Pharmacology of the Sympathetic System
- Adrenergic Agonists:
- Direct: epinephrine, norepinephrine, isoproterenol – stimulate α/β receptors depending on dose.
- Indirect: release stored NE (e.g., ephedrine, phenylephrine), inhibit reuptake (e.g., tricyclic antidepressants, SNRIs), or inhibit MAO (e.g., phenelzine).
- Adrenergic Antagonists (beta‑blockers): block β receptors, reducing heart rate and contractility (e.g., propranolol, metoprolol). Some agents also block α receptors (e.g., prazosin, phentolamine).
- Sympathomimetics vs. Sympatholytics:
- Sympathomimetics mimic SNS activity (increase NE/EPI availability or directly stimulate receptors).
- Sympatholytics blunt SNS activity (α‑2 agonists like clonidine, methyldopa act centrally to reduce sympathetic outflow).
- Special Concepts:
- Epinephrine reversal – when an α‑blocker is present, epinephrine’s β₂‑mediated vasodilation dominates, producing net vasodilation.
- Vasovagal reflex – excessive vagal (parasympathetic) activation leads to bradycardia and hypotension, causing fainting; can be countered acutely with anticholinergics such as atropine.
Clinical Pearls for the Board Exam
- Remember the opposing actions of M₂ vs. β₁ on the heart.
- Alpha‑2 agonists paradoxically produce a sympathetic block because they act centrally.
- Epinephrine reversal occurs with concurrent α‑blockade.
- SLUDD + BAMS helps recall parasympathetic target organ effects.
- Distinguish ionotropic (nicotinic) vs. metabotropic (muscarinic/adrenergic) receptors when predicting drug actions.
Study Tips
- Sketch the color‑coded diagram (purple = PSNS, green = SNS) and label pre‑ganglionic vs. post‑ganglionic fibers.

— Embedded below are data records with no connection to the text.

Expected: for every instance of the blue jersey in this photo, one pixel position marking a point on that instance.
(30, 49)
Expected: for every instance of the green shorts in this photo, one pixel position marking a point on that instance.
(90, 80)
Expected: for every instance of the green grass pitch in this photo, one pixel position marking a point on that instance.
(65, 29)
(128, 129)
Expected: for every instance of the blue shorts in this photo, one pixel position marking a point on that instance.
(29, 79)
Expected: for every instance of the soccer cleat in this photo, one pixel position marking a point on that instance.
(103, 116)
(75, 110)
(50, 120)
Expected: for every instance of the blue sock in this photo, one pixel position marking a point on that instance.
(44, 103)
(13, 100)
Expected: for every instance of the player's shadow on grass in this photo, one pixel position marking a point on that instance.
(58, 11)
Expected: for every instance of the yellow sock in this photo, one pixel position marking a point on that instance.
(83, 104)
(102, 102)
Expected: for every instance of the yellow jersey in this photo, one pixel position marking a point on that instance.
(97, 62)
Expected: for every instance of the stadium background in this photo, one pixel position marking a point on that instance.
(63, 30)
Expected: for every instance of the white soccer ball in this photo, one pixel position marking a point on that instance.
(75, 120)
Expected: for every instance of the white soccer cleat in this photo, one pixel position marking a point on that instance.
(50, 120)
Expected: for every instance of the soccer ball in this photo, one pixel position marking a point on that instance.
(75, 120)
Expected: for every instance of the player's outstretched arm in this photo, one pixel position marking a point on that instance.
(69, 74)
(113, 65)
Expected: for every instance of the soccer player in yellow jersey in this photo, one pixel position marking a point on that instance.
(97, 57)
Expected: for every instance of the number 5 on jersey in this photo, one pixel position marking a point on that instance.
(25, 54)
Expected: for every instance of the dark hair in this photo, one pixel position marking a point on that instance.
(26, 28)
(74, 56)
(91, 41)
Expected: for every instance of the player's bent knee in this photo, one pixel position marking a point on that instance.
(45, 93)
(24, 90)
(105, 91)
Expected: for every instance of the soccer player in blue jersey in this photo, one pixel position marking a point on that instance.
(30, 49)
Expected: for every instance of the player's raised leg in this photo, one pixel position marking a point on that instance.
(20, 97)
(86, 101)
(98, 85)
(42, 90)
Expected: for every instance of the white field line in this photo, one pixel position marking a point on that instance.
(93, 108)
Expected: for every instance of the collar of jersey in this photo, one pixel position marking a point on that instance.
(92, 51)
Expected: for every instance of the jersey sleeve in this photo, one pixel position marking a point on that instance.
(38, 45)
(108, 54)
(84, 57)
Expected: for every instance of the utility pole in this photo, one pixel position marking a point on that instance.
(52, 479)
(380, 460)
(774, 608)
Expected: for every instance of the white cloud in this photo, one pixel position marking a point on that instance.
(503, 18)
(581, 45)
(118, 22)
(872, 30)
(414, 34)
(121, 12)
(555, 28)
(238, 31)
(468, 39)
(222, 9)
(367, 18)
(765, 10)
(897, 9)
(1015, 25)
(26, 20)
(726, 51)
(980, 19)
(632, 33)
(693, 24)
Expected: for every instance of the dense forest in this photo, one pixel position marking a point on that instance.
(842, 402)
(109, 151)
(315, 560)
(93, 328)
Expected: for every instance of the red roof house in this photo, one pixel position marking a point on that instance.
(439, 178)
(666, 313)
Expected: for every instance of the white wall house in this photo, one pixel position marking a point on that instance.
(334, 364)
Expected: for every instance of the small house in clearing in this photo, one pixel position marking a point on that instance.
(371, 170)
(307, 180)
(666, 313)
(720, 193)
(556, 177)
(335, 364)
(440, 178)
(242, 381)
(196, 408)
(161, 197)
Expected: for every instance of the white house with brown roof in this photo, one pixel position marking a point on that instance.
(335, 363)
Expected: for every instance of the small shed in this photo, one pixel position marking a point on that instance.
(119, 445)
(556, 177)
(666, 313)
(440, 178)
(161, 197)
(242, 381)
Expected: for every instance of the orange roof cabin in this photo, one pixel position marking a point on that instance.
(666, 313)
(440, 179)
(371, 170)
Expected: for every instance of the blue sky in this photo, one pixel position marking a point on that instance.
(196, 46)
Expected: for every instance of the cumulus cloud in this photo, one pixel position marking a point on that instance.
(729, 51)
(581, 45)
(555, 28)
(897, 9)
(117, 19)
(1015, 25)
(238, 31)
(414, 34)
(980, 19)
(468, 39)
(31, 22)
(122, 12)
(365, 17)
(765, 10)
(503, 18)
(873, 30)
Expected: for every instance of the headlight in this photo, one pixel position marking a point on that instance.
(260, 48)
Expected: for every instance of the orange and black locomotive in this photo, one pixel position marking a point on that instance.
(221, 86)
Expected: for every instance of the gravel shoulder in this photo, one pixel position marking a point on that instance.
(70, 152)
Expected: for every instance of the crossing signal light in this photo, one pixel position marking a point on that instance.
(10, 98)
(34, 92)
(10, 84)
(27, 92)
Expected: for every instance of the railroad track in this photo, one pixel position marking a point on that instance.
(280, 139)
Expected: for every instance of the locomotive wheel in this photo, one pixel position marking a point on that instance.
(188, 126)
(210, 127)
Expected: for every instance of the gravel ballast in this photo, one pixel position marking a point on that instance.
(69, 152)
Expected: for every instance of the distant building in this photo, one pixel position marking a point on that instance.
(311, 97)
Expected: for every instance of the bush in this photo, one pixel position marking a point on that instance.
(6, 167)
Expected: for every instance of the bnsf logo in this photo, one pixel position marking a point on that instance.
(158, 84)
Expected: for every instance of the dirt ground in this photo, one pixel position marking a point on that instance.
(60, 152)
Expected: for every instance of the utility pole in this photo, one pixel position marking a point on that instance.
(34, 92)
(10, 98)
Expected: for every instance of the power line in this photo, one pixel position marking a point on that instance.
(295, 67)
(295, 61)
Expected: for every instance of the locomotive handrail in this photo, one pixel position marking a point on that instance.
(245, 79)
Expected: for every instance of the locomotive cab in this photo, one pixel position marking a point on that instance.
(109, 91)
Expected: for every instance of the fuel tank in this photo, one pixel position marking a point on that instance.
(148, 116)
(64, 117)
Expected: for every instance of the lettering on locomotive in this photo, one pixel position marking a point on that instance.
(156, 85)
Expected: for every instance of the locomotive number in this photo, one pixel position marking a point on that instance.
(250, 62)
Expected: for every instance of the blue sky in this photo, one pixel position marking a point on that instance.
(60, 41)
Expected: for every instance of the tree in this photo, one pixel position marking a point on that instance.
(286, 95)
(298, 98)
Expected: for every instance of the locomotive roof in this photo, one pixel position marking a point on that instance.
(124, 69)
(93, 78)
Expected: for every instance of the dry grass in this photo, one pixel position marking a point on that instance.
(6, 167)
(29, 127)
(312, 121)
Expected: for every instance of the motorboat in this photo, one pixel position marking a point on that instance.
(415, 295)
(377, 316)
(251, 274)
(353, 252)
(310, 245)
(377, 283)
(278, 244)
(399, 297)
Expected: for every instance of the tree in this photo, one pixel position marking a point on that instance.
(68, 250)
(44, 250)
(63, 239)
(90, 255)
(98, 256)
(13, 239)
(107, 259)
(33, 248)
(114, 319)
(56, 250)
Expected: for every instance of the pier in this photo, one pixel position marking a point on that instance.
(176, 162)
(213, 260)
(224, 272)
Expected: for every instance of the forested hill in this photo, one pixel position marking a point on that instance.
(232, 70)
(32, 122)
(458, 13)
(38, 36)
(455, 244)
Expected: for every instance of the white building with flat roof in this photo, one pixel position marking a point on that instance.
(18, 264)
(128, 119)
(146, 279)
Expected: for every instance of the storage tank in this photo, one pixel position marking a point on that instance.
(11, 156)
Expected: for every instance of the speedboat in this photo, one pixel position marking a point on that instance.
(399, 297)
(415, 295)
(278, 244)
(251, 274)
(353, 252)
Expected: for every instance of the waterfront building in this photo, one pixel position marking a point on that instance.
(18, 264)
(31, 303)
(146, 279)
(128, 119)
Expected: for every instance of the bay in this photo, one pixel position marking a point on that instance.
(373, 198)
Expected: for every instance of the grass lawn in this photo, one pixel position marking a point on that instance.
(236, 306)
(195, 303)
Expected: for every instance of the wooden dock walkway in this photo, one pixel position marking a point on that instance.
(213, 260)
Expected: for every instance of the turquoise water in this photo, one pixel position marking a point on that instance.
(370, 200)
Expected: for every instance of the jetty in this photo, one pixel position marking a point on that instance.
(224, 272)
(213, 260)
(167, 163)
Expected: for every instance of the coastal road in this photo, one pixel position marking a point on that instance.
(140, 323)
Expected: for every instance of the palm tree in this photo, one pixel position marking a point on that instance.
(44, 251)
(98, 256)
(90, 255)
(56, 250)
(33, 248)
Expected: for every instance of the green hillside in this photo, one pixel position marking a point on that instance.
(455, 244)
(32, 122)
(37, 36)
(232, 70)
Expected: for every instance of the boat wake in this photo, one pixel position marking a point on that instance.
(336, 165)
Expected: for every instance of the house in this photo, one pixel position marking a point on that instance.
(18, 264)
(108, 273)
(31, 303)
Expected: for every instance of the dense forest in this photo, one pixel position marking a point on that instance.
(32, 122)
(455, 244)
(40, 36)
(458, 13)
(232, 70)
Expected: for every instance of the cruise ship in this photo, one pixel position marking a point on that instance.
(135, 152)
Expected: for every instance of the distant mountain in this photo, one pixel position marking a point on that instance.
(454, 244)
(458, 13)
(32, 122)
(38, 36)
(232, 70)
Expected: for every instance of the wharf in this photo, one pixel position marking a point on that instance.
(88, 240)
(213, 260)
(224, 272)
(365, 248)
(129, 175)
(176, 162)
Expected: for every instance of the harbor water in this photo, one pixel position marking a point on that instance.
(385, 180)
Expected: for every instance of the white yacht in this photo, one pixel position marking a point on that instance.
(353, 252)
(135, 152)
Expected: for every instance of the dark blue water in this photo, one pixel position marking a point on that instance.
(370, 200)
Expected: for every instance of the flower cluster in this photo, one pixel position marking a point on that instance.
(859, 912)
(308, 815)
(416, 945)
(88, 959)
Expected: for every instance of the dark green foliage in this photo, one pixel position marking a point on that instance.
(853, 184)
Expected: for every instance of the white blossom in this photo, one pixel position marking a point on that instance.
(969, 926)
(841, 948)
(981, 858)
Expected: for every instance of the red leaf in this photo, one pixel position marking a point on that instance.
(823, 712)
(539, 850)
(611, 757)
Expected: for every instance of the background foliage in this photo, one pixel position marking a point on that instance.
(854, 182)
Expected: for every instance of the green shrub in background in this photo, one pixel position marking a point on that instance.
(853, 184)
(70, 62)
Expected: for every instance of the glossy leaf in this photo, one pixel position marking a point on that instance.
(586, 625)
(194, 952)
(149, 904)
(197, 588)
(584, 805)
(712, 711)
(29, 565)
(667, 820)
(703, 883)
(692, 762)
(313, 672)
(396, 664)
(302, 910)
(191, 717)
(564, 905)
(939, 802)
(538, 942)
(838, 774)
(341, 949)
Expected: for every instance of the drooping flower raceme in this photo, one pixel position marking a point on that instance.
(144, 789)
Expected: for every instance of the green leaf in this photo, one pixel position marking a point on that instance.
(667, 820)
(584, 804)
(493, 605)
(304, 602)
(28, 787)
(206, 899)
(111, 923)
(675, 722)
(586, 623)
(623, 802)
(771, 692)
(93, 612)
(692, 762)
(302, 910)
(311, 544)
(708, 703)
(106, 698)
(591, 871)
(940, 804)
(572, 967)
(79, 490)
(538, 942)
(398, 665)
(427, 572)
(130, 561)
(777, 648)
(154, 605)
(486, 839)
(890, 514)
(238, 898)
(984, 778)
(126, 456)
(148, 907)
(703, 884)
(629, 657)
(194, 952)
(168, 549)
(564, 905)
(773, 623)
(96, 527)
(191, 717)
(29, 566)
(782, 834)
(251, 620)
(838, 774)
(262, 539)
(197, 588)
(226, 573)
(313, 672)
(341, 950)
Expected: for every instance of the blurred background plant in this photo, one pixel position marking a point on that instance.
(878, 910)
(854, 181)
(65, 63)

- Use the mnemonics SLUDD + BAMS and M‑receptor functions (M2‑heart, M3‑smooth muscle).
- Group drugs by mechanism (direct agonist, indirect agonist, antagonist, enzyme inhibitor) rather than memorizing long lists.
- Practice clinical scenarios (e.g., treating bradycardia with atropine, managing organophosphate poisoning with pralidoxime).
This article condenses the video’s content into a self‑contained study guide, so you can grasp autonomic pharmacology without watching the original footage.
Understanding the opposing roles of the parasympathetic and sympathetic systems, the receptor families they use, and how drugs modulate these pathways is essential for both clinical practice and board exams.